Be Your Own Pet must inspire a lot of jealousy among their peers.

While other teenagers get rubbish supermarket jobs and panic about exams, the Nashville punk four-piece were rocking out with Sonic Youth's Thurston Moore, supporting The Kills and getting record deals. All while making time for traditional youthful pursuits like riding bikes, parties and food-fights.

They released their eponymous debut album in 2006 - a joyfully chaotic, noisy combination of fuzzy guitars and crashing drums, topped with riot grrrl protegee Jemina Pearl howling about drowning her boyfriend, burning people's houses down and zombies. Example: "I want a kitty cat/ my boyfriend wants a dog/ we got into a fight/ I drowned him in the bog/ I'm sorry/ I'm not sorry!"

Two years on and now in their early-20s, the band - Pearl, Jonas Stein, Nathan Vasquez and John Eatherly - have lost none of their childish energy, but have slightly more experience to inform the music.

Latest release Get Awkward - a title inspired by their growing pains as a group - sees more variety in the feel and pace of the songs. There's the grumpy, teenage nihilism of Black Hole, Beyond The Valley of the Dolls-tribute The Kelly Affair and even a foray into something more disconcerting.

See Creepy Crawl, where Pearl sings: "I'm not the girl that I was before/ Feel like I'm lying each time I walk through the door."

"The first time we were recording was scary," Pearl says of making their debut, "The band was reluctant to tamper with proven formulae. Dead set against it, actually.

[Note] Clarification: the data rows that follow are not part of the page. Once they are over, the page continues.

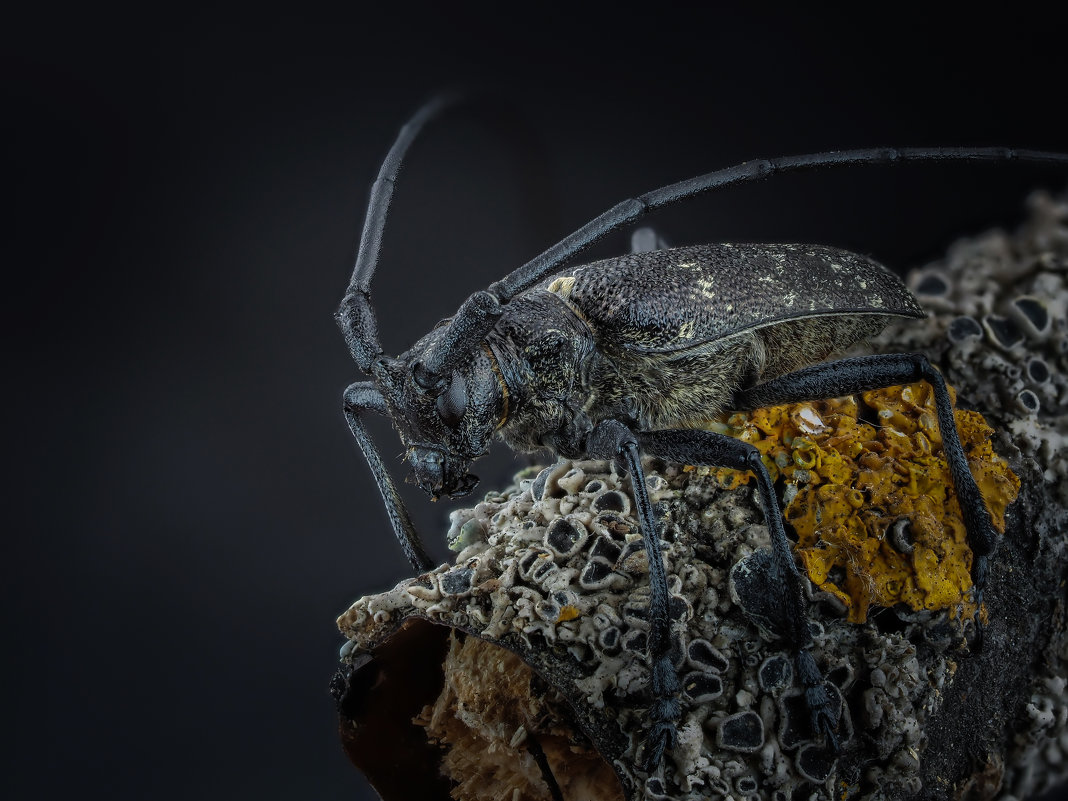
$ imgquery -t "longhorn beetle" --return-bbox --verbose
[335,97,1068,771]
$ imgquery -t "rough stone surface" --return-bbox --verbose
[339,195,1068,801]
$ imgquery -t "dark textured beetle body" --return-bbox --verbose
[336,92,1068,770]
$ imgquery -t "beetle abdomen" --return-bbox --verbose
[549,245,924,352]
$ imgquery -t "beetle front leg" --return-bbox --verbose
[345,381,434,572]
[733,354,998,650]
[586,420,682,773]
[638,429,839,753]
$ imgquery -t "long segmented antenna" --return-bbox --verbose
[334,92,461,373]
[417,147,1068,388]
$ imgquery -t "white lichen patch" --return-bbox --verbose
[339,191,1068,801]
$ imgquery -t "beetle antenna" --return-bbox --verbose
[415,147,1068,388]
[334,91,462,373]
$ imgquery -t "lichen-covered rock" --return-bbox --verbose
[336,197,1068,801]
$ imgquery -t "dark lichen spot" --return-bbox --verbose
[441,567,474,595]
[615,539,645,567]
[1027,359,1050,383]
[716,710,764,751]
[594,512,631,543]
[1016,390,1042,414]
[519,548,552,579]
[682,672,723,703]
[668,595,693,623]
[827,664,853,691]
[886,517,915,554]
[1012,296,1050,334]
[757,655,794,692]
[531,467,553,501]
[623,631,648,654]
[534,598,560,623]
[597,626,619,656]
[983,314,1023,350]
[797,745,835,784]
[945,315,983,344]
[545,517,586,556]
[916,272,949,297]
[687,639,731,673]
[531,559,556,581]
[590,537,622,565]
[623,600,649,624]
[735,776,759,794]
[579,559,612,590]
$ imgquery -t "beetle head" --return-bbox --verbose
[372,328,505,499]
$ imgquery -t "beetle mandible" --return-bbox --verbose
[335,96,1068,770]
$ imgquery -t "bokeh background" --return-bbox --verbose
[10,4,1068,801]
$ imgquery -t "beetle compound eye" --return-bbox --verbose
[437,373,467,428]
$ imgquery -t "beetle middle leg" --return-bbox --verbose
[344,381,434,572]
[586,420,682,772]
[638,428,839,753]
[732,354,998,650]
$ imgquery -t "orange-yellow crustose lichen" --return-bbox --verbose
[702,382,1020,623]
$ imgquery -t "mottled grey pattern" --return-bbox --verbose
[550,245,924,351]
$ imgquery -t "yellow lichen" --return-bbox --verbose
[702,382,1020,623]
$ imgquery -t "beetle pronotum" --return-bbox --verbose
[336,93,1068,770]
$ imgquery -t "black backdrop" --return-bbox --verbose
[10,5,1068,800]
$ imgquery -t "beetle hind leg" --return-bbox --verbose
[639,429,841,754]
[586,420,682,773]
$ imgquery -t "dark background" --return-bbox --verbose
[10,4,1068,800]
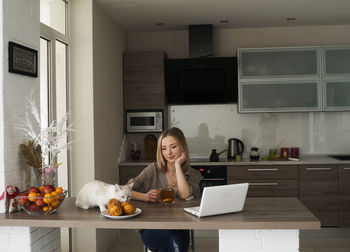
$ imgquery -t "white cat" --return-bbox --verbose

"Try a slow song? No way. That's not what we do! But you realise, doing other things doesn't make you less true to yourself.

"So this time we were trying to mix it up and have more variety, rather than just be attack-attack-attack, the whole way through."

The album also demonstrates the band expanding their conception of what punk is. They realised, Pearl says, there were no hard-and-fast rules they had to conform to.

"When you're younger, you have this specific idea of punk," she says. "If you don't do this, or look like that, then you're not punk. Screw that. The Stooges featured sax improvisation. The Ramones sang love songs. There are no rules.

"But sometimes you forget, because you're trying to fit into the mould you think you're supposed to.

"This time, we broke out and did what came more naturally."